Need for a Risk-Based Approach
There is no "silver bullet" that will solve all security-related problems. Unfortunately, FISMA isn’t about solving security problems, but about measuring compliance with standards.
While this reporting process gives Congress and the general public a bit of reassurance that the government "knows what’s going on" with its computer systems, I argue that it’s not addressing the real problems.
Security is about achieving the right balance between data security and data access. To achieve FISMA compliance, your agency must do these things:
- Plan for security
- Ensure that appropriate officials are assigned security responsibility
- Periodically review IT security controls
- Authorize system processing prior to operations and periodically thereafter
When implementing FISMA requirements, there needs to be a proper perspective and understanding of risk management, which is not built into the FISMA process at all.

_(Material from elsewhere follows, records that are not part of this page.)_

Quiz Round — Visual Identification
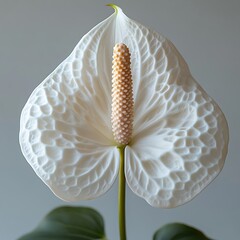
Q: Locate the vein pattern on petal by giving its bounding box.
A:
[120,10,228,208]
[20,13,118,201]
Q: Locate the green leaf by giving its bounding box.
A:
[153,223,210,240]
[19,207,106,240]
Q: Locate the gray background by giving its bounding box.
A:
[0,0,240,240]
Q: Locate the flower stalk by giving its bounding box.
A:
[118,146,127,240]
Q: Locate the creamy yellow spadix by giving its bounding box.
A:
[19,5,228,208]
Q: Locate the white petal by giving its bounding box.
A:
[118,7,228,208]
[20,14,122,201]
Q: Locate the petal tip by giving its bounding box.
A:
[106,3,121,14]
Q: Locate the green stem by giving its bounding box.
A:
[118,146,127,240]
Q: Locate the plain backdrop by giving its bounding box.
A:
[0,0,240,240]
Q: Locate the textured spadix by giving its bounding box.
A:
[112,43,133,146]
[20,8,228,207]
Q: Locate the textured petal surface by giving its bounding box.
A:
[116,10,228,208]
[20,13,122,201]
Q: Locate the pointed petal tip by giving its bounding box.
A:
[106,3,121,14]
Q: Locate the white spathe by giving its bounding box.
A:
[20,5,228,208]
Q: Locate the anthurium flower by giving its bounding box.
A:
[20,7,228,208]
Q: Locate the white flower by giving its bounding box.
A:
[20,5,228,208]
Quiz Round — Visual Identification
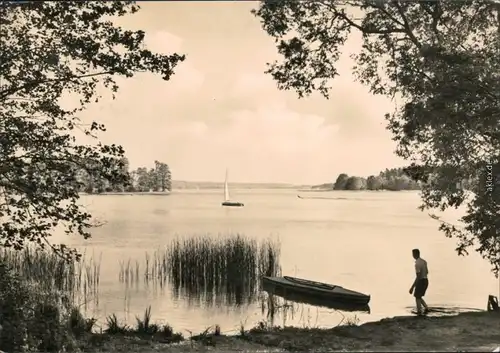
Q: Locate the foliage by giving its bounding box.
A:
[0,1,184,258]
[253,0,500,275]
[334,168,420,191]
[80,157,172,194]
[0,262,79,352]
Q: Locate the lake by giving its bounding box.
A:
[53,189,498,334]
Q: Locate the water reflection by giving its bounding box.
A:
[118,234,280,307]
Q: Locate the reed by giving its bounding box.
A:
[0,247,101,301]
[135,234,280,304]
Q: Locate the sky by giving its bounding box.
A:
[74,1,404,184]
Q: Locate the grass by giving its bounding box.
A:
[118,234,281,305]
[0,247,101,302]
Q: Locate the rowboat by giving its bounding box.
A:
[262,276,370,305]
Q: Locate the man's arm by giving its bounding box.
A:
[410,263,422,293]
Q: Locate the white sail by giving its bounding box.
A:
[224,169,229,201]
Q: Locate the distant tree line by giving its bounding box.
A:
[330,168,474,191]
[333,168,420,191]
[78,157,172,194]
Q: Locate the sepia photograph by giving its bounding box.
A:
[0,0,500,353]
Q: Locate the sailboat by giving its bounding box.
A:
[222,169,245,207]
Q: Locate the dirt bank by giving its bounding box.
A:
[85,312,500,352]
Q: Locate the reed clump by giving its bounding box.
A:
[0,247,101,301]
[153,234,280,305]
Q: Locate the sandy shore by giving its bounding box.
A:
[85,312,500,352]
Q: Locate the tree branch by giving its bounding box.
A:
[0,71,113,101]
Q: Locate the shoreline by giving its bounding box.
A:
[80,311,500,353]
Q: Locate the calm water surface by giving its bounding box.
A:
[54,190,498,332]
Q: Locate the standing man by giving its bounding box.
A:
[410,249,429,315]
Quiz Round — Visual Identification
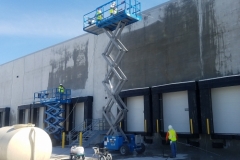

Risk management is part of the C&A methodology, but it has been overshadowed by the need to "check off all the boxes" for FISMA. A low score can severely impact an agency’s reputation and threaten the jobs of those who are responsible. The CIO may even have to testify before Congress to explain poor performance. Worst of all, the Office of Management and Budget (OMB) might delay or cancel funding for agency programs.
Unfortunately, a survey of security officers conducted in August 2005 found that agencies are spending more time complying with FISMA each year. Taking away funding for cash-starved programs will not improve security in any way!
Add to this all the new mandates coming from OBM (OMB 06-16, OMB 07-11) and you end up with continually increasing workload, no proper prioritization, and lower budgets. This is a recipe for security disaster. OMB has a history of passing down new requirements, with very short time-frames for implementation. There’s no discussion of priority or understanding of risk-based management.
OMB 06-16 required agencies to do the following:
- Encrypt all data on mobile computers/devices that carry agency data unless the data is determined to be non-sensitive, in writing, by your Deputy Secretary or an individual he/she may designate in writing.
- Allow remote access only with two-factor authentication in which one of the factors is provided by a device separate from the computer gaining access.
- Use a "time-out" function for remote access and mobile devices requiring user reauthentication after 30 minutes of inactivity.
- Log all computer-readable data extracts from databases holding sensitive information and verify that each extract including sensitive data has been erased within 90 days or its use is still required.
I don’t have a real problem with the requirements listed above. I have a problem with the timeline: "Please ensure these safeguards have been reviewed and are in place within the next 45 days."
This was a totally unrealistic timeline for implementation, not to mention that there was no additional funding provided to the agencies to meet this goal. This is generally referred to as an "unfunded mandate," and only serves to increase the workload and funding problems already being experienced across government.